Hello again @tarekgh !

is the server always in control of the source of the tokenizer data? I mean, can the server always create the tokenizer using the stream (instead of calling CreateForModel)

In my case, the server itself never creates the actual tokenizer instance, there's no invocation for TiktokenTokenizer.CreateForModel() or TiktokenTokenizer.Create() on the server.\ Only the client calls TiktokenTokenizer.CreateForModel() with a model id.\ If it fails then it tries to retrieve the encodings of said model from the server and then tries to call TiktokenTokenizer.Create() instead.

If you can do that, it will be simpler for the server to just stream the content to the client without any processing

If by content you mean the encoder dictionary, then yes, that's exactly it.\ And yes, the processing part (encoding to base64) can also be skipped to the on the server.
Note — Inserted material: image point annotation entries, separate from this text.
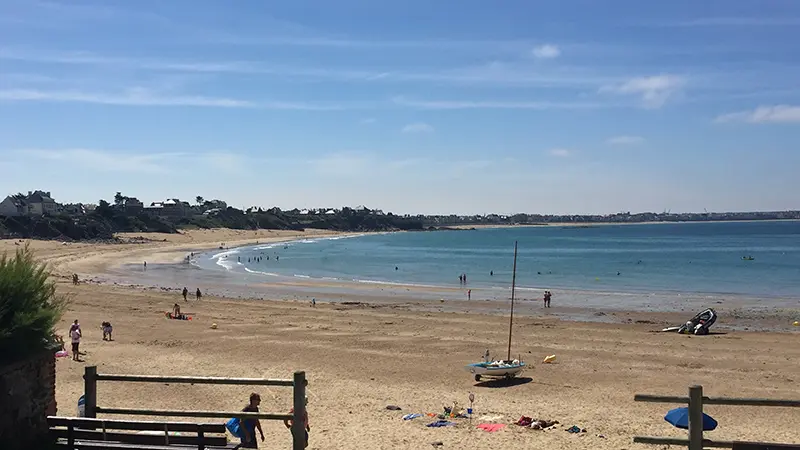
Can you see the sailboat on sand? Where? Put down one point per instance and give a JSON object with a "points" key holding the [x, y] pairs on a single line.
{"points": [[507, 368]]}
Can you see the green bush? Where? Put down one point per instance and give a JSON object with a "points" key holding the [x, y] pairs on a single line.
{"points": [[30, 308]]}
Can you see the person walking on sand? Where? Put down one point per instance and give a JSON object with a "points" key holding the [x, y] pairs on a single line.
{"points": [[249, 426], [75, 336]]}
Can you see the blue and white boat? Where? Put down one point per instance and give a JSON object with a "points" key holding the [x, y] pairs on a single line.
{"points": [[496, 369], [507, 368]]}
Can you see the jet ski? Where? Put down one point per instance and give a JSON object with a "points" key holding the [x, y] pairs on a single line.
{"points": [[699, 325]]}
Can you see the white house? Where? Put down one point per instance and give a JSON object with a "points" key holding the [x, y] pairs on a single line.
{"points": [[40, 203], [10, 207]]}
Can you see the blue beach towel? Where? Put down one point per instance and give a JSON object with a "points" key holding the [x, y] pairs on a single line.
{"points": [[235, 427], [440, 423]]}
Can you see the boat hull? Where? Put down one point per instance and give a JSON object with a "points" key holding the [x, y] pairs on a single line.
{"points": [[495, 371]]}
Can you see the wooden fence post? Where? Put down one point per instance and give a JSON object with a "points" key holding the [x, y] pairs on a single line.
{"points": [[90, 391], [298, 422], [696, 418]]}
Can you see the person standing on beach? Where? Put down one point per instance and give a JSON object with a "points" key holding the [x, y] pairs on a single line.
{"points": [[249, 426], [75, 335]]}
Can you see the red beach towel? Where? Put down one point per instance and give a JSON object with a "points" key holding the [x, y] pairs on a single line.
{"points": [[492, 427]]}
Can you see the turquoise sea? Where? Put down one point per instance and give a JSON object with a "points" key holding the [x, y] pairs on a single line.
{"points": [[663, 258]]}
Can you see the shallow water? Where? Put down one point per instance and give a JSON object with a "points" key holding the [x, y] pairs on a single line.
{"points": [[642, 259]]}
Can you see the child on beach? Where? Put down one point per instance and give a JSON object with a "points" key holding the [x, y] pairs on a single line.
{"points": [[249, 426], [75, 335], [107, 329]]}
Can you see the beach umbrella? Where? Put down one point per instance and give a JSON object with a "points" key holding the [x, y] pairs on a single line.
{"points": [[679, 417]]}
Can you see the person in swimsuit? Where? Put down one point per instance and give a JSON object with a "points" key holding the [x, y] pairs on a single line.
{"points": [[249, 426]]}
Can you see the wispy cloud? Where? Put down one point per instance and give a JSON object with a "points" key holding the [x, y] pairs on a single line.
{"points": [[146, 97], [625, 140], [738, 22], [654, 91], [418, 128], [135, 162], [106, 161], [560, 152], [546, 51], [489, 104], [764, 114], [495, 73]]}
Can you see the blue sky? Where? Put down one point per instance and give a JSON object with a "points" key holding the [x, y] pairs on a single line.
{"points": [[575, 106]]}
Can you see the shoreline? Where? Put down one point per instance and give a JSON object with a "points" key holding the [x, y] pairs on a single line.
{"points": [[577, 305], [361, 355]]}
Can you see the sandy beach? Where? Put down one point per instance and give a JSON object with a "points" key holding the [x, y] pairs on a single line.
{"points": [[362, 357]]}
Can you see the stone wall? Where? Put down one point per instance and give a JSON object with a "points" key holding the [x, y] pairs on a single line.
{"points": [[27, 397]]}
you need to pass the pre-tokenizer and special tokens too.

Yeah, I left those out for the time being in order to focus on the encoder specifically, also because we haven't wrestled with that part so far, we've just been omitting those parameters for the sake of simplicity in order to get the architecture to work and solve the backward compatibility issue.

Pre-tokenizer and special tokens will come after, for the moment I'm aiming to allow the client to successfully create a tokenizer from a remote encoder dictionary.

we may think about exposing tokenizer Create method that allows taking the Encoder data too

Without converting it to a stream? It's not strictly necessary, but that sounds like a good quality of life improvement to me. The .Net touch!